Pergunta

I am playing a bit with the python api for sqlite3, i have a little table for store languages with an id, name and creation_date fields. I am trying to map the raw query results into a namedtuple as the docs recommend, it that way i can manage rows in a more readable way, so here is my namedtuple.

LanguageRecord = namedtuple('LanguageRecord', 'id, name, creation_date')

The code that the docs suggest for the mapping is as follows:

for language in map(LanguageRecord._make, c.fetchall()):
  # do something with languages

This is fine when i want to return a collection of languages but in this case i want just to retrieve one language:

c.execute('SELECT * FROM language WHERE name=?', (name,))

So my first attempt it was something like this:

language = map(LanguageRecord._make, c.fetchone())

This code doesn't works because fetchone() returns a tuple instead a list with one tuple, so the map function tries to create three namedtuples one for each tuple field thought.

My first approach to solve this was to explicitly create a list and append to it the tuple result, something like:

languages = []
languages.append(c.fetchone())
for language in map(LanguageRecord._make, languages):
  # do something with language

My second approach was to use fetchall() although i just want one record. I can set the name field with a unique constrain in the database in order to garantize just one result.

for language in map(LanguageRecord._make, c.fetchall()):
  # do something with languages

Another approach could be use fetchall()[0] without the unique constrain to garantize just one result.

My question is which is the best and common way to deal with this problem, should i use always fetchall to maintain a common interface and let the database manage the uniqueness logic? or should i create a list explicitly as in approach 1? Is there a more easy way to accomplish this task?

Foi útil?

Solução

There is a much easier way! Sqlite3 provides a way for the user to define "row factories". These row factories take the cursor and the tuple row and can return whatever type of object it wants.

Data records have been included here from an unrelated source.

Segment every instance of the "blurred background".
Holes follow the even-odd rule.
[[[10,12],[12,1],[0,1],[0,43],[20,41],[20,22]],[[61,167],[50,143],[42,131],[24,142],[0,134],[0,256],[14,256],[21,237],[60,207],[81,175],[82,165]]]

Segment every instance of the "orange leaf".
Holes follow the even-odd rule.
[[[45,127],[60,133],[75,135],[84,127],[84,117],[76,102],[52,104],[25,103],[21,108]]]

Once you set the row factory with

con.row_factory = my_row_factory

then rows returned by the cursor will be the result of my_row_factory applied to the tuple-row. For example,

import sqlite3
import collections

LanguageRecord = collections.namedtuple('LanguageRecord', 'id name creation_date')
def namedtuple_factory(cursor, row):
    return LanguageRecord(*row)

con = sqlite3.connect(":memory:")
con.row_factory = namedtuple_factory
cur = con.cursor()
cur.execute("select 1,2,3")
print(cur.fetchone())

yields

LanguageRecord(id=1, name=2, creation_date=3)

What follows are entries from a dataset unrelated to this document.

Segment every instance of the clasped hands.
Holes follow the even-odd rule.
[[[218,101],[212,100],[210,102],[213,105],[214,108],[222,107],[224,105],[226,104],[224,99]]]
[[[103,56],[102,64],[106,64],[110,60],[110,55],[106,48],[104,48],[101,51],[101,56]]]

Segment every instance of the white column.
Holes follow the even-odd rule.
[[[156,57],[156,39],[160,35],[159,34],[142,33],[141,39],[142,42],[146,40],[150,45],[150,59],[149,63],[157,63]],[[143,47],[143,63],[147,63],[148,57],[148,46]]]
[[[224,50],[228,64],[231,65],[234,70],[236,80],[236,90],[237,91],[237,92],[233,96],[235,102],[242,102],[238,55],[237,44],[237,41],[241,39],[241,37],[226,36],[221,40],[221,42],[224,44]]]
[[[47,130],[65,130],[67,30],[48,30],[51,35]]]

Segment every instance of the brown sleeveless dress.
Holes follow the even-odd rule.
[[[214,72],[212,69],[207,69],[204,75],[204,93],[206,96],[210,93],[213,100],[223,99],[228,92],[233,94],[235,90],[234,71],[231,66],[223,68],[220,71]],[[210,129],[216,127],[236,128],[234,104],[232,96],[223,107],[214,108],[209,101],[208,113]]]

For another example of how to define a namedtuple factory, see this post.


By the way, if you set

conn.row_factory = sqlite3.Row

then rows are returned as dicts, whose keys are the table's column names. Thus, instead of accessing parts of the namedtuple with things like row.creation_date you could just use the builtin sqlite3.Row row factory and access the equivalent with row['creation_date'].

Outras dicas

An improved row_factory is actually this, which can be reused for all sorts of queries:

from collections import namedtuple

def namedtuple_factory(cursor, row):
    """Returns sqlite rows as named tuples."""
    fields = [col[0] for col in cursor.description]
    Row = namedtuple("Row", fields)
    return Row(*row)

conn = sqlite3.connect(":memory:")
conn.row_factory = namedtuple_factory
cur = con.cursor()

There is another one row_factory on the top of namedtuple:

from collection import namedtuple

def namedtuple_factory(cursor, row, cls=[None]):
    rf = cls[0]
    if rf is None:
        fields = [col[0] for col in cursor.description]
        cls[0] = namedtuple("Row", fields)
        return cls[0](*row)
    return rf(*row)

One can generalize further in order to use other class factories:

def make_row_factory(cls_factory, **kw):
    def row_factory(cursor, row, cls=[None]):
        rf = cls[0]
        if rf is None:
            fields = [col[0] for col in cursor.description]
            cls[0] = cls_factory("Row", fields, **kw)
            return cls[0](*row)
        return rf(*row)
    return row_factory

These factory functions are useful for cases when all query results have same fields.

Examples:

  1. namedtuple_factory = make_row_factory(namedtuple)

  2. import dataclass

    row_factory = make_row_factory(dataclass.make_dataclass)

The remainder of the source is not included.